EX-10.6.1 20 d62922_ex10-61.htm AMENDMENT TO '92 OMNIBUS STOCK PLAN Tredegar Corporation

Exhibit 10.6.1

 

Tredegar Industries, Inc.

 

Amendment to

1992 Omnibus Stock Incentive Plan

(Effective November 19, 1997)

 

 

1.

Article VII, Section 7.02 Nontransferability shall be amended by deleting the word “Any” at the beginning of the first sentence of Section 7.02 and inserting in its place the phrase “Except as provided in Section 7.04, any”.

 

2.

The following shall be added as a new Section 7.04 to Article VII:

 

7.04 Transferable Options. Section 7.02 to the contrary notwithstanding, if the applicable Agreement provides, an Option that is not an incentive stock option may be transferred by a Participant to the Participant's children, grandchildren, spouse, one or more trusts for the benefit of such family members or a partnership in which such family members are the only partners; provided, however, that such Participant may not receive any consideration for the transfer. In addition to transfers described in the preceding sentence, the Administrator may grant Options that are not incentive stock options that are transferable on other terms and conditions as may be permitted under Securities Exchange Commission Rule 16b-3, as in effect from time to time. The holder of an Option transferred pursuant to this section shall be bound by the same terms and conditions that governed the Option during the period that it was held by the Participant, and may not subsequently transfer the Option, except by will or the laws of descent and distribution. In the event of a transfer pursuant to this section, the Option and any Corresponding SAR that relates to such Option must be transferred to the same person or persons or entity or entities.

 

3.

Article XIII hereby is amended by deleting it in its entirety and substituting therefor the following language:

 

ARTICLE XIII

 

AMENDMENT

 

The Board may terminate this Plan from time to time.

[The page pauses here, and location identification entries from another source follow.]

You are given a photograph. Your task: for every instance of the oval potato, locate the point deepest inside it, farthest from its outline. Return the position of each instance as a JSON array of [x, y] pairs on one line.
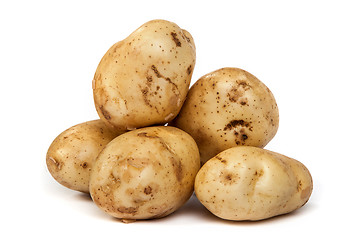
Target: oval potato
[[143, 80], [226, 108], [250, 183], [71, 155], [145, 173]]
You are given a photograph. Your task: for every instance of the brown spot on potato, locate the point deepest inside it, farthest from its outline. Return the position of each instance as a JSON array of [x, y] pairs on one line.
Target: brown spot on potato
[[145, 134], [235, 123], [52, 161], [128, 210], [244, 137], [175, 39], [189, 70], [305, 193], [221, 159], [84, 165], [148, 190], [105, 113], [177, 167]]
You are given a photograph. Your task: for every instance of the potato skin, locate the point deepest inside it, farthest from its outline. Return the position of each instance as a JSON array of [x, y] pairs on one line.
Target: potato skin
[[145, 173], [71, 155], [250, 183], [226, 108], [143, 80]]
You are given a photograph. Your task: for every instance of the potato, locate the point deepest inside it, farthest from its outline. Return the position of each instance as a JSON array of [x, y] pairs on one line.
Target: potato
[[250, 183], [226, 108], [143, 80], [145, 173], [71, 155]]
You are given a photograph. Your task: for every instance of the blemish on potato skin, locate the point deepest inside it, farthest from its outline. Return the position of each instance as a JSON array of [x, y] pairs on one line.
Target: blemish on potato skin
[[52, 161], [84, 165], [105, 113], [189, 70], [128, 210], [148, 190], [175, 39]]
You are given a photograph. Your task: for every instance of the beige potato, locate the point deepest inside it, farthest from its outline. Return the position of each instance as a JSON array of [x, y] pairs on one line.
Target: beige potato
[[71, 155], [145, 173], [226, 108], [143, 80], [250, 183]]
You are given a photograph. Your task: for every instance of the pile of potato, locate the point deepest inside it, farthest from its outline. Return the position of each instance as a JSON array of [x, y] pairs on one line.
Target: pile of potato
[[157, 140]]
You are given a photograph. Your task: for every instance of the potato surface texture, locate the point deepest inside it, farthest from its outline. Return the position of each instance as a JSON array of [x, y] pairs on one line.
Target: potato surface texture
[[143, 80], [226, 108], [145, 173], [250, 183], [71, 155]]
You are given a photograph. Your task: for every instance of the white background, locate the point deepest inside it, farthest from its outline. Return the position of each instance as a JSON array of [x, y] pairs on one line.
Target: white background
[[306, 52]]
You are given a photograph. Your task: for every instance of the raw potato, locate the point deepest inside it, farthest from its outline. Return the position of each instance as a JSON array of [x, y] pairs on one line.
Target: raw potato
[[250, 183], [143, 80], [145, 173], [71, 155], [226, 108]]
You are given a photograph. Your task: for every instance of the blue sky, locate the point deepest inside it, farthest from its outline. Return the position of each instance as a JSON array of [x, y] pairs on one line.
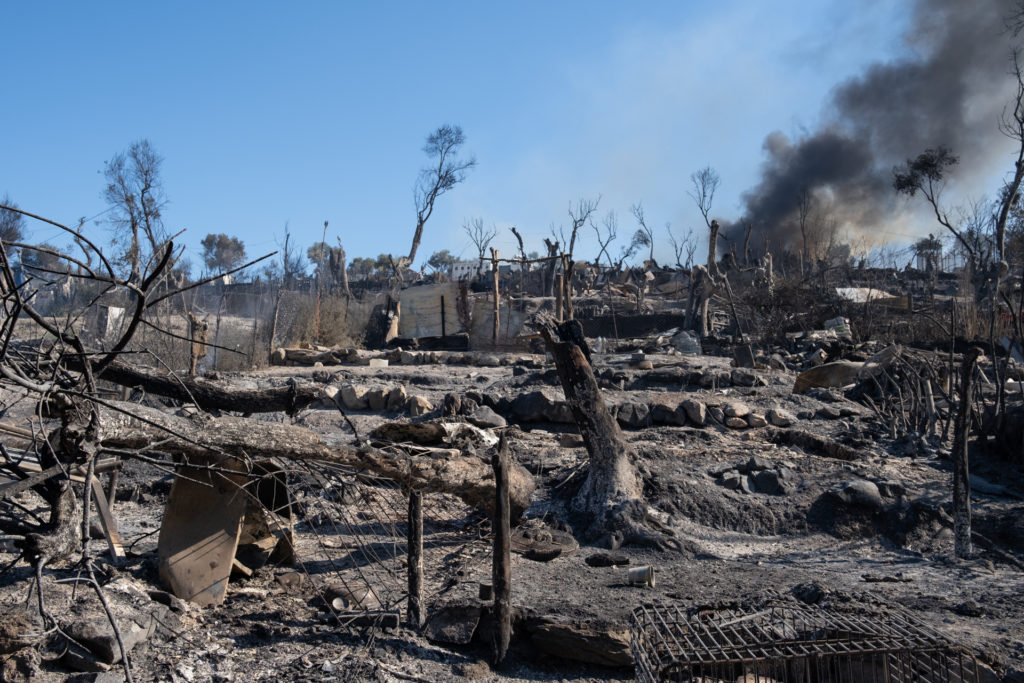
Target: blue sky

The Committee may amend this Plan from time to time; provided, however, that the approval of the Board shall be required to amend Section 4.01 or Article V or VI hereof; and provided, further, that no amendment may become effective until shareholder approval is obtained if the amendment increases the aggregate number of shares of Common Stock that may be issued under the Plan, or the amendment changes the class of individuals eligible to become Participants. No amendment shall, without a Participant's consent, adversely affect any rights of such Participant under any outstanding Stock Award, Option, SAR or Incentive Award outstanding at the time such amendment is made.